Chapter XI -- Sherman's Campaign


Although we had been pondering the prospects of a return to Tennessee, General Sherman soon gave us another matter for thought and discussion. A great many citizens of Atlanta had already left the city and moved south. Sherman's troops were occupying all the vacant houses of the city. He next ordered all citizens to leave the city. Each family was allowed to take a certain amount of baggage, limited to the size of the family, but the amount was small. Those preparing to go north beyond the Ohio river were allowed to do so and were allowed passage on the trains, but were forced to go in freight and stock cars. Those going south were placed in Government freight wagons and hauled to Rough and Ready, a railroad, where by agreement Hood was allowed to send wagons and haul them and their baggage to Jonesboro.

I have heard it said that the hardest part of all wars fell on the non-combatants, women and children and aged men. Nothing was ever more substantially verified than was this saying which was proven at Rough and Ready; families there often consisting only of women and children, were hauled to that place, thrown out in an old field, without rations and with only scant bedding; while the nights were becoming cold, and only God and those poor unfortunates knew the sufferings they endured. General Hood furnished relief to them as fast as he could. Old men, women and children, sick and ailing, were all unloaded together as though they were brutish animals. One lady I will mention, with an infant only two days old, was hauled that eight miles and left to be cared for by strangers. These scenes of brutality were being enacted by people calling themselves civilized and having a holy horror of a people who were holding a class of others in bondage, yet little above brutes themselves; yet the principal actor in having these cruelties perpetrated has been eulogized from ocean to ocean, and his picture now hangs in the hall of fame at Washington, D.C. This man, William T. Sherman once said, and near this time; "War is hell, and I'll make Georgia howl."

These refugees were eventually placed on trains and given army rations by General Hood, and those having friends further south were given transportation to them, while others were sent to West Point, Georgia where they occupied tents during the coming cold winter, subject to all the exposure of camp life; women who had never known want before were forced to subsist on the coarsest food and were exposed to intolerable conditions, and many of them and the innocent babies of this camp falling a prey to disease.

Hood moved his army from Jonesboro to Palmetto, Georgia where he commenced to prepare for his march into Tennessee, while Sherman was preparing for his famous march to the sea.

The Spanish war in Cuba called forth the sympathy of the world on account of the barbarous treatment of the Cubans by the Spaniards, and this cruel treatment was one of the prime factors of Cuba's freedom and independence.

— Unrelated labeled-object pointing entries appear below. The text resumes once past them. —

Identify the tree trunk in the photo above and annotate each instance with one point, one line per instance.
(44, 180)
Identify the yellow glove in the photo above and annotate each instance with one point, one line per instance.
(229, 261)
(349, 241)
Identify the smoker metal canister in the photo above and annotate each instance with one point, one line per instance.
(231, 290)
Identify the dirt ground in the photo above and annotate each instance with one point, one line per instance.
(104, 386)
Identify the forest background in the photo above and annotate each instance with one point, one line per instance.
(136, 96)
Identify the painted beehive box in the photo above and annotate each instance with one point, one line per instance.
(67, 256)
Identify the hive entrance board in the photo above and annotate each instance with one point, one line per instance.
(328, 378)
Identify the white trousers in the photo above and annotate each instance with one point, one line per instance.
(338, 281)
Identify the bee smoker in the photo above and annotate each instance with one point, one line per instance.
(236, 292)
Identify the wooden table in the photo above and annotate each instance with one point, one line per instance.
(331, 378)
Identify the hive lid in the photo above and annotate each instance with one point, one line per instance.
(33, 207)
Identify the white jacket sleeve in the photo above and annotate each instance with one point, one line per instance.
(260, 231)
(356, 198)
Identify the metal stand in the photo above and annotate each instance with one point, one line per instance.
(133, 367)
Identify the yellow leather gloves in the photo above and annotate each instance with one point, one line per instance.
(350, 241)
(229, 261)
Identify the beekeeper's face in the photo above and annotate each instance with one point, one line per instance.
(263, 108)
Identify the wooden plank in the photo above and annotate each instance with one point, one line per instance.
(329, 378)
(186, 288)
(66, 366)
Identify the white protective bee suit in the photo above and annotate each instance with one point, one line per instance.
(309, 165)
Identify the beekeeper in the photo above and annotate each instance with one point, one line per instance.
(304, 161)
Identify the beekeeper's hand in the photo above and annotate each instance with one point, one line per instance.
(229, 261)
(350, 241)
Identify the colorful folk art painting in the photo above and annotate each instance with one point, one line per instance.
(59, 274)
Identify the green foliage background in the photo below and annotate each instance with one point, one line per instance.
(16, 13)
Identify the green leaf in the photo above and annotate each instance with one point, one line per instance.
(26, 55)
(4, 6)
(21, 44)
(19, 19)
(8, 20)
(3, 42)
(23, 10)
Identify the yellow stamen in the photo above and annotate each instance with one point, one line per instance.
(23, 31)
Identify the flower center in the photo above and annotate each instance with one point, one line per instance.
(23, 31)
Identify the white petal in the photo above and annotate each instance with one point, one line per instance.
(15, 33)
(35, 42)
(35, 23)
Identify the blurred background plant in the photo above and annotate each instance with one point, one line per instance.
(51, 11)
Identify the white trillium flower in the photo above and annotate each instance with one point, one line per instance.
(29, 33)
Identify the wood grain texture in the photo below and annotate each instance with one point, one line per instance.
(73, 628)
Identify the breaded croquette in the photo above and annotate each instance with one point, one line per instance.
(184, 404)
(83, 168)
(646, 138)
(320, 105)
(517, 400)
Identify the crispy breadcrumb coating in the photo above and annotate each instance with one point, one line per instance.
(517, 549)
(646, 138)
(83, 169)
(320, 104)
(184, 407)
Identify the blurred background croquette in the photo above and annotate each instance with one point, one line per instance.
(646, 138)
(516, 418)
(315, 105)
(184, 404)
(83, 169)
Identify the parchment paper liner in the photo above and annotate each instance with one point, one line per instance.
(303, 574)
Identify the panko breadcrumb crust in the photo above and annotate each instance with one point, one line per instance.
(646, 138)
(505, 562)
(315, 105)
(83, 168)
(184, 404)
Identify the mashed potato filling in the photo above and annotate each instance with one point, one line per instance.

Since the war between the states, and within the memory of many people living today, the atrocities of many tribes of the western Indians caused a poor mother's heart to sink as she read of these Indians murdering defenseless women and children, but was that worse than Sherman did when he burned their houses, destroyed all their means of subsistance, left them to wander on foot through a country where everything that would sustain life had been destroyed and where they were forced to lie upon the bare ground on wintry nights, exposed to rain and storm, at times some of these poor women and children going as long as two days and three nights with nothing to eat and clothing wet and lying on frozen ground at night. Is it any wonder that many of them died from disease and exposure.

I have often wondered if the departed spirits of these unfortunate women and children would not rise up at the final judgement to condemn William T. Sherman.

On this march through Georgia Sherman divided his army into three columns, the low element of soldiery, the camp followers and bums were given to understand at the beginning of the march that no one would be held responsible for any excesses committed. Crime against innocent womanhood was openly boasted of, that if committed today in any civilized country, would be punished with death.

Many years after the war a Northern writer, boasting of this march, said that the tall pillars of black smoke by day and the lurid glare of burning buildings against the sky at night was proof that General Howard knew his duty and performed it well.

I will here quote a short passage from a book written by Brevet Major George Ward Nichols, Aide De Camp to General Sherman: "I know that thousands of the best blood of the South are in the rebel army, and they will feel the effects of this, our last visit of our army for years to come. Those who still have no homes, and in the glorious future they will have no name; the ancient homesteads where were gathered sacred association, the heritage of many generations are swept away."

It is far beyond the power of one of my intellectual ability to describe the scenes of crime and suffering caused by Sherman's raid, but would tax M. Quad or John Eston Cook to do it justice.